V1134 横濱今昔写真蔵
現在の県庁前交差点より本町1丁目を望む。古写真で、現在は横浜市開港記念会館が建っている場所を見てみると、また違った雰囲気の塔屋が建っているのが分かる。この建物は明治7年(1874)に完成した「横浜町会所」。木骨石造2階建てで、設計は初代横浜駅と同じリチャード・ブリジェンスによる。維新後まもない横浜の町政を担う役所として利用され、後には貿易組合の事務所などが入った。塔屋に設置された時計は、山下居留地175番ファブルブラント商会から購入したもので、寺の梵鐘のような音の鐘を毎時響かせていたという。まだ高層建築の無かった明治維新直後の横浜市街において、この町会所の時計塔は文明開化の象徴であるとともに、開港地横浜を象徴する街のランドマークとして人々に親しまれた。この「ランドマーク」という都市景観の概念は、馬車道の横浜正金銀行(現神奈川県立博物館)や神奈川県庁など目立つ建物が建てられていくうちに、いつしか横浜市街における街づくりの伝統となり、後のみなとみらい「横浜ランドマークタワー」へと受け継がれていく。そういった意味では、この町会所は”元祖”横浜ランドマークタワーといえよう。

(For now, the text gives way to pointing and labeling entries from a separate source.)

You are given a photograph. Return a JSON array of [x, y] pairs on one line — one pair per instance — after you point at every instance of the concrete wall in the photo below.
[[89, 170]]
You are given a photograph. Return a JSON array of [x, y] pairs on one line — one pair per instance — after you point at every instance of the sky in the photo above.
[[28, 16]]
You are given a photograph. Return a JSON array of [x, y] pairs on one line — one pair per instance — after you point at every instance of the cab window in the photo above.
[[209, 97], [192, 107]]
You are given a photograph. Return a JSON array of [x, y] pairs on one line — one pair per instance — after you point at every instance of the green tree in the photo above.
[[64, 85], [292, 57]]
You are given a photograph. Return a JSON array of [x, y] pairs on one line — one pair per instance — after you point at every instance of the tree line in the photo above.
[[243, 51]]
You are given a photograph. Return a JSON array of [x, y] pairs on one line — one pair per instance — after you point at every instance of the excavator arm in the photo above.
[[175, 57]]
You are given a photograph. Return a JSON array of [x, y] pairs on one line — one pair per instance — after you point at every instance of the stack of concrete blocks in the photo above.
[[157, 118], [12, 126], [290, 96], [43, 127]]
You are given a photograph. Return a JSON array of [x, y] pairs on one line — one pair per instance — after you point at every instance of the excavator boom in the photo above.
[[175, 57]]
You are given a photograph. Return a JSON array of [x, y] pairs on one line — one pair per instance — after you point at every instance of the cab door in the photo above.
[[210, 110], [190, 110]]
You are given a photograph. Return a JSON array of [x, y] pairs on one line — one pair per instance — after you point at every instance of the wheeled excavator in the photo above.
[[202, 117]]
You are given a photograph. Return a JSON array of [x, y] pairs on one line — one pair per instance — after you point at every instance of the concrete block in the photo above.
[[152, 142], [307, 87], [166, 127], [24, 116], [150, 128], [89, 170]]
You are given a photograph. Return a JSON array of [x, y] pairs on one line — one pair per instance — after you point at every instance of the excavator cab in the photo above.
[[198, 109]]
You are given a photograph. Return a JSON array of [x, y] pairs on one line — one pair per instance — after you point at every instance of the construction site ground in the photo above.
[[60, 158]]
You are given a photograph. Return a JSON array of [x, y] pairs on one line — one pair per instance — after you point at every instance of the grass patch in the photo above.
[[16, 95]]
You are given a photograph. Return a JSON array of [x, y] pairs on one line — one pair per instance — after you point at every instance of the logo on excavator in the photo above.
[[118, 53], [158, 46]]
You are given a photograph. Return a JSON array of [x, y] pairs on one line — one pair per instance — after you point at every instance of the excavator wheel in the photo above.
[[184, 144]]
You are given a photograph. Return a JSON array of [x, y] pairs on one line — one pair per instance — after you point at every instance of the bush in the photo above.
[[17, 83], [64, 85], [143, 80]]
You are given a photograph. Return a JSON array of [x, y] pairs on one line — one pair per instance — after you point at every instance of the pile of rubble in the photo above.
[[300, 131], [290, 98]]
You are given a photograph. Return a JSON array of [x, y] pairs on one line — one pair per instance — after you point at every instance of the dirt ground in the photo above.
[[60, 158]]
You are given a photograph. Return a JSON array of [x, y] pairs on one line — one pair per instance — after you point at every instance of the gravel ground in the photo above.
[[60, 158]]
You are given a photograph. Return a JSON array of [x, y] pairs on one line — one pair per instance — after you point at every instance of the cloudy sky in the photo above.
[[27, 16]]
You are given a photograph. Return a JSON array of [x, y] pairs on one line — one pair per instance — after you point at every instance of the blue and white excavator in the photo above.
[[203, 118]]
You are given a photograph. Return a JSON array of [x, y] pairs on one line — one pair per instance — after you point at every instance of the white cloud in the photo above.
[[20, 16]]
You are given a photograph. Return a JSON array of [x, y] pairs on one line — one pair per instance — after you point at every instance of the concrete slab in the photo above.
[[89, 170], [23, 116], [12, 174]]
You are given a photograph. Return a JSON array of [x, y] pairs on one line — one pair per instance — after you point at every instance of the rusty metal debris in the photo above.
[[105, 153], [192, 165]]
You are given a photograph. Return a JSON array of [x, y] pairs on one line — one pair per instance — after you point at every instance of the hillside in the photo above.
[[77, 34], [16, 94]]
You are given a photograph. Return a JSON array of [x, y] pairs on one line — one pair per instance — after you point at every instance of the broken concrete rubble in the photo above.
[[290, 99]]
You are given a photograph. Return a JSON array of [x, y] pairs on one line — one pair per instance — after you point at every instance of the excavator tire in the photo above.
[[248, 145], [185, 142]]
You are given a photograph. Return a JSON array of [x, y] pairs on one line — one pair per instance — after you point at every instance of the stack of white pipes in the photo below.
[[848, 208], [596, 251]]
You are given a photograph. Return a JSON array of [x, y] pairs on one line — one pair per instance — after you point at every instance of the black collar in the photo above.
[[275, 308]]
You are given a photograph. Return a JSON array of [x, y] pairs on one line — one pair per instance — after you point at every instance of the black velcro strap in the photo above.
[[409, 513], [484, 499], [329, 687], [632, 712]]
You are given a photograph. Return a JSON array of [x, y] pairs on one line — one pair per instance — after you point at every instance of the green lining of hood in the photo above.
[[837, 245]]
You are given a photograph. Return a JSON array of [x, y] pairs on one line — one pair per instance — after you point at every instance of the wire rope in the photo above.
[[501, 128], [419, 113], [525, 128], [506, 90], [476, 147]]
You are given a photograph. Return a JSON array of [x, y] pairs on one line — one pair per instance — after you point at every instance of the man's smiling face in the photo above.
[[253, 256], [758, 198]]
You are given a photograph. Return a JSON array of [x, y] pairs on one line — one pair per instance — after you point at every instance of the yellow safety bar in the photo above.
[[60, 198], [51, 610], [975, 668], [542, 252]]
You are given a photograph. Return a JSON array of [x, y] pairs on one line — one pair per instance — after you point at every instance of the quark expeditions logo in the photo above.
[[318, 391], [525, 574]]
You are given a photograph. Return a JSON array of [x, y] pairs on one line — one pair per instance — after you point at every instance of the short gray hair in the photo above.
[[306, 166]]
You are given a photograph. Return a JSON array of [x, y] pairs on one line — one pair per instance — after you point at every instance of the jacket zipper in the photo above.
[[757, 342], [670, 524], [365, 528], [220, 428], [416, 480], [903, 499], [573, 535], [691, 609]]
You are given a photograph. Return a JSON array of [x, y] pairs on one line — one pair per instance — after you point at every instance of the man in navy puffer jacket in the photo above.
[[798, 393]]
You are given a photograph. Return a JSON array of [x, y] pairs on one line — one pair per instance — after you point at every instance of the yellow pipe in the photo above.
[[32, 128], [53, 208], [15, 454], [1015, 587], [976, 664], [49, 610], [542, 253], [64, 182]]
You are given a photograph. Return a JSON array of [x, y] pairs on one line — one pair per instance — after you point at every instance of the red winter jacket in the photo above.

建物の竣工から30年が経過した明治38年(1905)、時計塔の老朽化が進んだことにより、再設置を前提として時計塔が撤去された。しかし、翌年の明治39年(1906)、周辺火災の類焼によって町会所の建物本体が焼失。時計塔の再建工事は白紙に戻されてしまった。永久に失われるかに見えた時計塔だが、横浜港開港50周年を迎えた明治42年(1909)になって、その記念事業として町会所跡地に時計塔を再建しようとの計画が発足する。そうして大正6年(1917)に建てられた建物こそが今も見られる横浜市開港記念会館である。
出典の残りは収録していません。